Questions fréquentes

Le Centre Ville est-il plus énergivore que l’ensemble d’Autun ?

La consommation médiane y est légèrement supérieure : 204 kWh/m²/an, contre 198 kWh/m²/an à Autun. La part de passoires énergétiques est également un peu plus élevée, à 10,1 % contre 9,9 %. En revanche, le coût annuel médian estimé est proche et légèrement inférieur. Ces indicateurs appellent donc une comparaison nuancée plutôt qu’un jugement global sur tous les logements du quartier.

Un appartement ancien du Centre Ville est-il forcément classé F ou G ?

Non. Bien que 77,7 % des diagnostics concernent des constructions antérieures à 1948, les classes F et G ne représentent ensemble que 10,1 % de l’échantillon. La classe D domine avec 257 diagnostics. Les données ne croisent pas l’âge, le type de logement et l’étiquette pour chaque bien : elles ne permettent donc pas de prédire le DPE d’un appartement ancien.

Peut-on utiliser les 1 243 € médians pour annoncer les dépenses d’un logement ?

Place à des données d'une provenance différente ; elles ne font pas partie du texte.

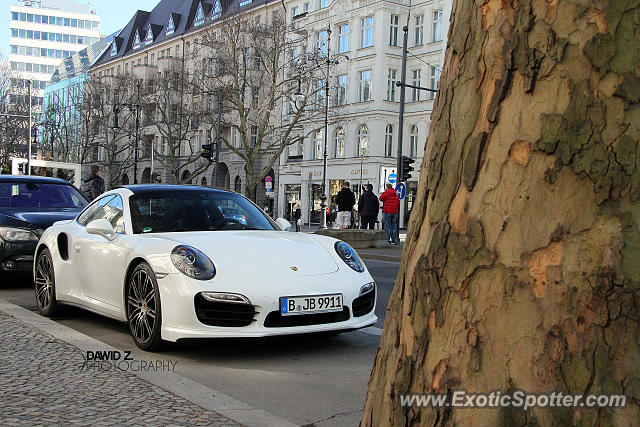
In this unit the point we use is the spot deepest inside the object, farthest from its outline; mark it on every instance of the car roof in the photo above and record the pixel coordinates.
(143, 188)
(32, 178)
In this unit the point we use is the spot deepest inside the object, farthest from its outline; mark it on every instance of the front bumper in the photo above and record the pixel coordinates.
(17, 256)
(183, 317)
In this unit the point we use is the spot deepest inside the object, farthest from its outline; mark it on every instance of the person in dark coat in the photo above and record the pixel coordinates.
(345, 200)
(93, 185)
(368, 207)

Ce montant est un indicateur de quartier, pas l’estimation individuelle du bien proposé. Il correspond au coût énergétique annuel médian estimé dans les diagnostics analysés et non à une facture constatée. Pour présenter un logement à la vente ou à la location, il faut distinguer ce repère statistique des informations énergétiques propres au bien, sans promettre un niveau de dépense.